Monday, April 10, 2023

World Peace Cookies

 I found this recipe in a book from the library!  Thank you Dories Greenspan. 

World Peace Cookies

Ingredients:

  • 1 1/4 cups all-purpose flour
  • 1/3 cup unsweetened cocoa powder
  • 1/2 tsp baking soda
  • 1 stick plus 3 Tablespoons (11 Tablespoons) unsalted butter, at room temperature
  • 2/3 cup light brown sugar
  • 1/4 cup sugar
  • 1/2 tsp. fleur de sel or 1/4 tsp. fine sea salt
  • 1 tsp. pure vanilla extract
  • 5 ounces bittersweet chocolate, chopped into chips, or a generous 3/4 cup store-bought mini chocolate chips.

Directions;

  1. Sift the flour, cocoa and baking soda together.
  2. Working with a stand mixer, preferable fitted with a paddle attachment, or with a hand mixer in a large bowl, beat the butter on medium speed until soft and creamy.  Add both sugars, the salt and vanilla extract and beat for 2 minutes more.
  3. Turn off the mixer.  Pour in the dry ingredients, drape a kitchen bowl over the stand mixer to protect yourself and your kitchen from flying flour and pulse the mixer at low speed about 5 times, a second or two each time.  Take a peek - if there is still a lot of flour on the surface of the dough, pulse a couple of time more; if not, remove the towel.  Continuing at low speed, mix for about 30 seconds more, just until the flour disappears into the dough - for the best texture, work the dough as little as possible once the flour is added, and don't be concerned if the dough looks or let  a little crumbly.
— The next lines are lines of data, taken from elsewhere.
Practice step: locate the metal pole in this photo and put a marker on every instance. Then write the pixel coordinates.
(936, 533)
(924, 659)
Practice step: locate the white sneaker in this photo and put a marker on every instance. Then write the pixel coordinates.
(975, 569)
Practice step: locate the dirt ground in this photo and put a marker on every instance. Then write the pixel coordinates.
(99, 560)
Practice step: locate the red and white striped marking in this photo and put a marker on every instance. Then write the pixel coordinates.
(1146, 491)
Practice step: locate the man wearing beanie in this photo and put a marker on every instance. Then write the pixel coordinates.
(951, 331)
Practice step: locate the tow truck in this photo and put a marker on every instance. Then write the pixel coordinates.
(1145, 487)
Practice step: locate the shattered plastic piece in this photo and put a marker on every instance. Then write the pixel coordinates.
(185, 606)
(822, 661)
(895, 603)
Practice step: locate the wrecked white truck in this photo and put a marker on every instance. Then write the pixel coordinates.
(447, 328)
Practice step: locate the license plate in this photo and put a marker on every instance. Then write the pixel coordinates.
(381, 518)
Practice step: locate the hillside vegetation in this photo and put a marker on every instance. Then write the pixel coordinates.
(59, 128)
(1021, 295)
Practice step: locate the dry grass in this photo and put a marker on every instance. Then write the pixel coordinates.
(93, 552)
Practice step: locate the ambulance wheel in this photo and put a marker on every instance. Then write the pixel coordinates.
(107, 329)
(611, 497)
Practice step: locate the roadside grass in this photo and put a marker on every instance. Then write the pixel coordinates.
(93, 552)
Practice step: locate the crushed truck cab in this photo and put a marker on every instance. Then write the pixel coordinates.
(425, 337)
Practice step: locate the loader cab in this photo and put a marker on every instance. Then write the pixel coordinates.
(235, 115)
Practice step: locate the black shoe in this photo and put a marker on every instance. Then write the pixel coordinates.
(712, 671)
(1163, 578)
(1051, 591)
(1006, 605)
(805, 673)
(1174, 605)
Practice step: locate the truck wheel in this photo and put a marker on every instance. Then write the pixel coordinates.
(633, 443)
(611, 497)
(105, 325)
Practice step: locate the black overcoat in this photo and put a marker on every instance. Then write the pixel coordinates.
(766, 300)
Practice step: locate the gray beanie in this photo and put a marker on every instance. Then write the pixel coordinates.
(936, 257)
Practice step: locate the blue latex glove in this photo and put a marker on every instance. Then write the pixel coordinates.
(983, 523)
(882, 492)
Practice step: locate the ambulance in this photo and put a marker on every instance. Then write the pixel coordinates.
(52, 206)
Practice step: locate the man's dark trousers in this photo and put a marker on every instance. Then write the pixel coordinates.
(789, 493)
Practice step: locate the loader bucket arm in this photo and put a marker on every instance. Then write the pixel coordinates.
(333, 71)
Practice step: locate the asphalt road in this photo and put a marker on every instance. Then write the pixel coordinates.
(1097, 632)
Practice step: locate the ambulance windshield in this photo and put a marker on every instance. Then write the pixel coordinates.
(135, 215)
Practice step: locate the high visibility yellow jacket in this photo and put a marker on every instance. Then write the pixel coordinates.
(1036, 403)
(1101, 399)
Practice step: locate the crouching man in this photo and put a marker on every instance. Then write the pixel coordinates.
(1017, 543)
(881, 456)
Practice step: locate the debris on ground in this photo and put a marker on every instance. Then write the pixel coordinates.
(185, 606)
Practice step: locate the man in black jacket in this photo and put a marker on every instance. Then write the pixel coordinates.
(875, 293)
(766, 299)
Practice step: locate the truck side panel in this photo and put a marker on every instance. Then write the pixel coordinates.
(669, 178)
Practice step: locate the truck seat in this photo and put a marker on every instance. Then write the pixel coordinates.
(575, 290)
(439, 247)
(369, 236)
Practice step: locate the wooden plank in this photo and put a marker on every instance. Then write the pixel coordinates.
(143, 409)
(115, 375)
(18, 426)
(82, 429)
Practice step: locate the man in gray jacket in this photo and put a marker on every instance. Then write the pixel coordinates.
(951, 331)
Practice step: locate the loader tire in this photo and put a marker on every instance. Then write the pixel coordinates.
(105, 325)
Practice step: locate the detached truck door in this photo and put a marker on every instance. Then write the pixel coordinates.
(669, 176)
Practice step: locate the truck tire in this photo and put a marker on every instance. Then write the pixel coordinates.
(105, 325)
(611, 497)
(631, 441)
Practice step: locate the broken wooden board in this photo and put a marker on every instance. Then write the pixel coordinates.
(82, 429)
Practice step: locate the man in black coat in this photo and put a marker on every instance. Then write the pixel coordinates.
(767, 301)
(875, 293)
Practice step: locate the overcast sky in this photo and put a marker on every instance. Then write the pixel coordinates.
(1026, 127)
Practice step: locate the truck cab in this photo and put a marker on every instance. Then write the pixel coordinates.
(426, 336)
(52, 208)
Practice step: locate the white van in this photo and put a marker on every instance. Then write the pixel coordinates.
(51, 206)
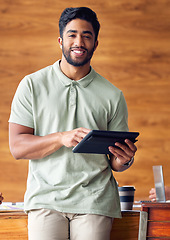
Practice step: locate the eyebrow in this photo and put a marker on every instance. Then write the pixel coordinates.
(84, 32)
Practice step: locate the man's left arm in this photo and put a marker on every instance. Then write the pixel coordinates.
(123, 157)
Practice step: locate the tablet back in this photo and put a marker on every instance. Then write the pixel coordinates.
(159, 183)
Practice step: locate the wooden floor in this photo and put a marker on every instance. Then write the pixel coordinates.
(133, 54)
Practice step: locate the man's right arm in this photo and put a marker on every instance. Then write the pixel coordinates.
(25, 145)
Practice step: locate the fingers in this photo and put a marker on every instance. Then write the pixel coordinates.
(73, 137)
(125, 152)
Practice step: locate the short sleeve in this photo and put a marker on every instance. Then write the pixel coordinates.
(21, 108)
(119, 121)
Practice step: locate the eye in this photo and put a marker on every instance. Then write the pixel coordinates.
(87, 36)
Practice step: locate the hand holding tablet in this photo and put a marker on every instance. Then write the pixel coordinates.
(97, 141)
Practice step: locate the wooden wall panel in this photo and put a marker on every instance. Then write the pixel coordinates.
(133, 53)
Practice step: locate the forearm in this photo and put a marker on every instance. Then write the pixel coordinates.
(25, 145)
(28, 146)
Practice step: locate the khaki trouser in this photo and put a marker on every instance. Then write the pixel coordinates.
(45, 224)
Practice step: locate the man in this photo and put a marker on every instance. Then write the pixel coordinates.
(69, 195)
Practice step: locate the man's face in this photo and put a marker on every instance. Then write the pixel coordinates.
(78, 42)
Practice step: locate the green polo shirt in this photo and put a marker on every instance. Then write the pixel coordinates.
(50, 102)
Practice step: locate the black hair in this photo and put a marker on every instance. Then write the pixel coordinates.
(83, 13)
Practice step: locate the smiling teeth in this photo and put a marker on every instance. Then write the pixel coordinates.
(76, 51)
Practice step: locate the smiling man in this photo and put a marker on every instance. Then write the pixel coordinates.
(69, 196)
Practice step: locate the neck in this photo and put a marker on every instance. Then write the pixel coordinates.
(72, 72)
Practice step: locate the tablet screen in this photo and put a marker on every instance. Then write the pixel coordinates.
(97, 141)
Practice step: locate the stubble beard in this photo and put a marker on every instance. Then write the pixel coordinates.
(77, 63)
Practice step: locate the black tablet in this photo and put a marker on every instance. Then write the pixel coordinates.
(97, 141)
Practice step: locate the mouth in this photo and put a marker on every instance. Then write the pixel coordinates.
(78, 52)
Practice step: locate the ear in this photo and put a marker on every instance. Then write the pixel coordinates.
(96, 44)
(60, 41)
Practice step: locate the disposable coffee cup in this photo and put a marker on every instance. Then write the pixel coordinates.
(126, 194)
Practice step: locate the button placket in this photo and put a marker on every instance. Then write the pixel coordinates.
(73, 95)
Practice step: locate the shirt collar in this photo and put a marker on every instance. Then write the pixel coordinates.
(84, 82)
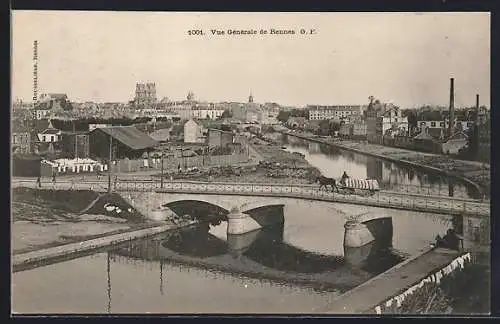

Toss in the chocolate pieces and mix only to incorporate.
  4. Turn the dough out onto a work surface, gather it together and divide it in half.  Working with one half at a time shape the dough into logs that are 1 1/2 inches in diameter.  Wrap the logs in plastic wrap and refrigerate them for at least 3 hours. (The dough can be refrigerated for up to 3 days or frozen for up to 2 months. If you've frozen the dough, you needn't defrost it before baking - just slice the logs into cookies an bake the cookies 1 minute longer.)
  5. Preheat the oven to 325 degrees.  Line two baking sheets with parchment or silicone mats. Using a sharp thin knife, slice the logs into rounds that are 1/2 inch thick. Arrange the rounds on the baking sheet leaving about 1 inch between them. 
  6. Bake the cookies one sheet at a time for 12 minutes - they won't look done, nor will they be firm, but that's just the way they should be. Transfer the baking sheet to a cooling rack and let the cookies rest until they are only just warm, at which point you can serve them, or let them reach room temperature.